Le roman maghrébin

Par Charles Bonn.

 

Contrairement à celle de Belgique, de Suisse ou du Québec, par exemple, la littérature maghrébine de langue française est un phénomène relativement récent, puisqu’on n’en a pris conscience qu’après 1950 en Algérie et au Maroc, et que jusqu’aux années 70 la Tunisie, mis à part Albert Memmi, n’avait que peu de romanciers francophones. De plus cette écriture est ici liée aux soubresauts politiques, non seulement par ses thèmes, mais par son existence même, et particulièrement le choix de langue et de genre qu’elle implique. Pourtant on aurait tort de ne lire ces romans qu’à l’aune de l’histoire de la décolonisation dont ils sont certes inséparables : ce serait méconnaître le profond renouvellement formel que l’ambiguïté même de ses conditions d’émergence a permis à cette littérature d’apporter à l’histoire de la littérature mondiale.

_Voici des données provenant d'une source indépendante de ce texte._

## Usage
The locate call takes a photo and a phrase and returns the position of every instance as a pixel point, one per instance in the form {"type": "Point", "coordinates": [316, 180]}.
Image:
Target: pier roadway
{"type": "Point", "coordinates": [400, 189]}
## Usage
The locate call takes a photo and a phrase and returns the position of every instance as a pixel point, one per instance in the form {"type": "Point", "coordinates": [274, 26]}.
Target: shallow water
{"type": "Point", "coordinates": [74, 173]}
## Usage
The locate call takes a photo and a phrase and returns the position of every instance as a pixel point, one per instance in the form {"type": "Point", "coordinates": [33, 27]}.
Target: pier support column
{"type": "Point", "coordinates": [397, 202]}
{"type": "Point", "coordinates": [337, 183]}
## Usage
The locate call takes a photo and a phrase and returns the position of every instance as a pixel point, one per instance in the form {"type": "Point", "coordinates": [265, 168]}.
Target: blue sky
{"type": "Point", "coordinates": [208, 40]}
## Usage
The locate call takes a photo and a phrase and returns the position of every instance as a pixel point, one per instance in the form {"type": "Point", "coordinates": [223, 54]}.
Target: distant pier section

Quelle origine ? Quelle langue ?

La question de l’origine est sans nul doute une des raisons de la passion qui anime au Maghreb tout débat sur la littérature nationale de langue française. Car cette question soulève celle de la légitimité, tant sur le plan de la langue que sur celui des contenus politiques et identitaires.

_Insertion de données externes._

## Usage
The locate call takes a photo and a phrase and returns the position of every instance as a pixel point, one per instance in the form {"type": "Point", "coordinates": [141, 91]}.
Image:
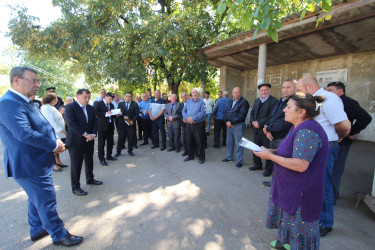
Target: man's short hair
{"type": "Point", "coordinates": [18, 72]}
{"type": "Point", "coordinates": [110, 94]}
{"type": "Point", "coordinates": [80, 91]}
{"type": "Point", "coordinates": [338, 85]}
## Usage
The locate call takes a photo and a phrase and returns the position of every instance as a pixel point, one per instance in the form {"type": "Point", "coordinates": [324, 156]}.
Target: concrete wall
{"type": "Point", "coordinates": [359, 86]}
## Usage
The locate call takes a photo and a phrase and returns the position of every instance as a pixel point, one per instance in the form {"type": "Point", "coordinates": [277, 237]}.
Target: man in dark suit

La langue française est ici d’abord, quelle que soit l’utilisation subversive qui en a été faite le plus souvent, la langue du colon, et en tant que telle l’instrument d’une profonde blessure identitaire autant que politique. Le choix de cette langue est parfois vécu comme celui de la capitulation, et il est à l’origine celui des pères défaillants dans leur rôle de garants de la Loi que représente la langue. On trouve une belle illustration de cette capitulation, vécue comme une faillite du père entraînant le sacrifice de la mère, à la fin du Polygone étoilé de Kateb Yacine (1966), où le père du futur écrivain, pourtant fin lettré en arabe, décide :

 de me fourrer sans plus tarder dans la “gueule du loup”, c’est-à-dire l’école française. [...] Jamais je n’ai cessé, même aux jours de succès près de l’institutrice, de ressentir au fond de moi cette seconde rupture du lien ombilical, cet exil intérieur qui ne rapprochait plus l’écolier de sa mère que pour les arracher, chaque fois un peu plus, au murmure du sang, aux frémissements réprobateurs d’une langue bannie, secrètement, d’un même accord, aussitôt brisé que conclu... Ainsi avais-je perdu tout à la fois ma mère et son langage, les seuls trésors inaliénables – et pourtant aliénés !  (p. 180-182).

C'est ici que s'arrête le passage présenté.